Out of the depths, the musty, fusty depths of this black, yawning sepulchre, Cyril presently emerged. He handed out his mother reverently, and she came down the steps-which were really a short flight of stairs, the carriage being hung so high-like a female undertaker, if such a thing there be, marshalling a funeral on its way. Then Sally Hawkes appeared, and Cyril helped her down the shaky steps with all due care and courtesy, and then the two young people proceeded to drag out a huge cap-basket, several gaping bags, filled apparently with needle-work, for a ball of worsted tumbled out of one, and knitting-pins obtruded from another, a travelling-trunk, coeval with the coach, a dozen or two of sombrest-looking volumes, bound in dingy calf-sermons, no doubt, and theological treatises, since the library at Forest Range did not include the writings of Mrs. Denham's favourite authors, and no others would she condescend to read or listen to. Lastly, came Cyril's own valise, which looked ridiculously new, 'standing among its venerable fellow-travellers: and while Sally and Mr. Denham were emptying the huge receptacle, Job Darke, most imperturbable of serving men, sat sourly on the box.

"It is a regular Noah's Ark, I declare!" said Miss Craven, as she watched the result of her friend's exer

tions, and admired his patience and good temper as he obeyed unmurmuringly his mother's high behests. It was some minutes before they entered the house, for though the Forest Range servants had flown immediately to the help of the young man and their favourite, Miss Sally Hawkes, Mrs. Denham had imperatively waved them back.

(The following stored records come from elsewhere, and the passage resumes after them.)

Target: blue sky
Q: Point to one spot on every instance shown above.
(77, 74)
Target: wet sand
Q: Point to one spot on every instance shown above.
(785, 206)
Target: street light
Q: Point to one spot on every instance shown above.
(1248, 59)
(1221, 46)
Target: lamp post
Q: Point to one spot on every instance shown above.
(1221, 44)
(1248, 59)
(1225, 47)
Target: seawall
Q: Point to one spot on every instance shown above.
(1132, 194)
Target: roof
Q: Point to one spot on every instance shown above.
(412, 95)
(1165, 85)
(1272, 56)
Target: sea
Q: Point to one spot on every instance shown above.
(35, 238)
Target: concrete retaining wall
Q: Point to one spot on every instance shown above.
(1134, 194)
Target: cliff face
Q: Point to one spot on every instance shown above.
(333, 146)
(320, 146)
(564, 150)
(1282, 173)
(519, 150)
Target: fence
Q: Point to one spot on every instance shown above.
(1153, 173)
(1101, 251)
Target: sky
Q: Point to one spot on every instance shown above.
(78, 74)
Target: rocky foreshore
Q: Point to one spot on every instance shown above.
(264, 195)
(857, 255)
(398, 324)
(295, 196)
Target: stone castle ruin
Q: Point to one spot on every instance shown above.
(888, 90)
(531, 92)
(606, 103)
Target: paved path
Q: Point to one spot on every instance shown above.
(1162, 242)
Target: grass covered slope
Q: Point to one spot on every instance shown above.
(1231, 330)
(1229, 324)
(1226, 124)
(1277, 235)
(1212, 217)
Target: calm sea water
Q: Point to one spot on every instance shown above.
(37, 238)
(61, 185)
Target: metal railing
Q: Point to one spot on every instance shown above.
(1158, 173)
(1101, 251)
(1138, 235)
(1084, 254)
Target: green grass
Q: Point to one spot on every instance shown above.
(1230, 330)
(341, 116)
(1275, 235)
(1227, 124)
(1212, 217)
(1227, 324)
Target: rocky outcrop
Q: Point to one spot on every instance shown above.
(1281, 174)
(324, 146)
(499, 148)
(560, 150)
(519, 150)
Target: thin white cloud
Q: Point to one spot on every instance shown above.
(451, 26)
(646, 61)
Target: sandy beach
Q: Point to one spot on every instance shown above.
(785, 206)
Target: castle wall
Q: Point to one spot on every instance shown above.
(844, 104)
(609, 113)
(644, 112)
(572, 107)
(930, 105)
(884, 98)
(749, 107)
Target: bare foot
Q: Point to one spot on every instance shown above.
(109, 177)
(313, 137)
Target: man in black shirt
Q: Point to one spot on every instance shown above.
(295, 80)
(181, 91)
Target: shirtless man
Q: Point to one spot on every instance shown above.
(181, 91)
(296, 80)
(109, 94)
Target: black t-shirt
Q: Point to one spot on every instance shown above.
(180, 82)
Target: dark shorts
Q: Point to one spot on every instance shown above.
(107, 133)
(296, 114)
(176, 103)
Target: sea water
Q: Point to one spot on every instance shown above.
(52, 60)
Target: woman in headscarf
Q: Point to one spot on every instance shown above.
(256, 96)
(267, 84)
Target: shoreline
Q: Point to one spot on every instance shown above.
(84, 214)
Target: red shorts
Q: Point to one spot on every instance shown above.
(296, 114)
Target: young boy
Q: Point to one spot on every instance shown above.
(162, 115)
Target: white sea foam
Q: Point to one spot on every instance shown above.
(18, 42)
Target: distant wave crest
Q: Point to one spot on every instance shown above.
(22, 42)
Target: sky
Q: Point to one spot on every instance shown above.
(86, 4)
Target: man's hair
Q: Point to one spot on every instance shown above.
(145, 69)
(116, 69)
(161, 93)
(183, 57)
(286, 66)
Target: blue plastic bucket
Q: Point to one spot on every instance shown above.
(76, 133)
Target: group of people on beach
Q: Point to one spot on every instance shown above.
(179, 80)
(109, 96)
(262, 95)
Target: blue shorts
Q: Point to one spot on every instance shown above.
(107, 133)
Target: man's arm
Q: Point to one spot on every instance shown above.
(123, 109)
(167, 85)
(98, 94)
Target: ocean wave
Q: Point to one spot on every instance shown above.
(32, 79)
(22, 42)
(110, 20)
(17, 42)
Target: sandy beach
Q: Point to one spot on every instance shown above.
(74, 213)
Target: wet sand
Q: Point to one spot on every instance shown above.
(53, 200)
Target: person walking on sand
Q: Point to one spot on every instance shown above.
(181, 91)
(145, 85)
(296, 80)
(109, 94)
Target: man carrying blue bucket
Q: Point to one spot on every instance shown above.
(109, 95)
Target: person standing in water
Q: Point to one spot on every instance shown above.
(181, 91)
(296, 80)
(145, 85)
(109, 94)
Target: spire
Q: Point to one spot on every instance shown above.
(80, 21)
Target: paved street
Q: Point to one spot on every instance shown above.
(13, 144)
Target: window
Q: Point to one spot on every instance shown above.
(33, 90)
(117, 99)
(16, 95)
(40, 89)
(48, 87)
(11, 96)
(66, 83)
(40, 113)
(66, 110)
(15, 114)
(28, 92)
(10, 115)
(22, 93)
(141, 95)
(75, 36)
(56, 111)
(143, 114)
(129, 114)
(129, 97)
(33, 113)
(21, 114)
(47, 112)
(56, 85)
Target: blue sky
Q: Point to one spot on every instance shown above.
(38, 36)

The weather had changed since Sunday, changed abruptly and completely as it often does in March, and the balmy breezes of the south had given place to keen north-eastern blasts, which threatened snow, and sent the mercury down to shivering point. It was a bitter day, and the slow ride in that heavy, draughty vehicle had pinched the Denhams' toes and fingers, and turned their noses blue. Mrs. Denham looked more grim than usual, with her face all puckered with the cold, and the drive had certainly not conduced to render her more amiable. It was a relief when she had gone to her own chamber, and was shut in with Sally Hawkes,-" Only," as Elizabeth whispered to Agnes, "she must come out again before dinner, and it was awful to think what Sally must endure." And she did come out again, half an hour before any one else was dressed; and when Elizabeth, in all the glories of a splendid rich blue silk, rustled into the drawingroom, she found Mrs. Denham sitting by the fire, on the hardest chair the room afforded, knitting away as vigorously as if her life depended upon the completion of so many rounds within a given time. The knitting itself was a large grey stocking meant for Cyril's wear, and Sally Hawkes was reading to her from one of frowsty tomes they had brought with them from Monkswood. As Elizabeth came in, Mrs. Denham sharply bade Sally shut the book,—“ for it's not your kind of literature," she assured Miss Ashburner; "it would be well for you if your mother made you read Divinity for certain hours a day; it would stand you in better stead than jabbering strange languages, and spending precious time in running up and down pianoforte keys. I suppose you never read a religious book."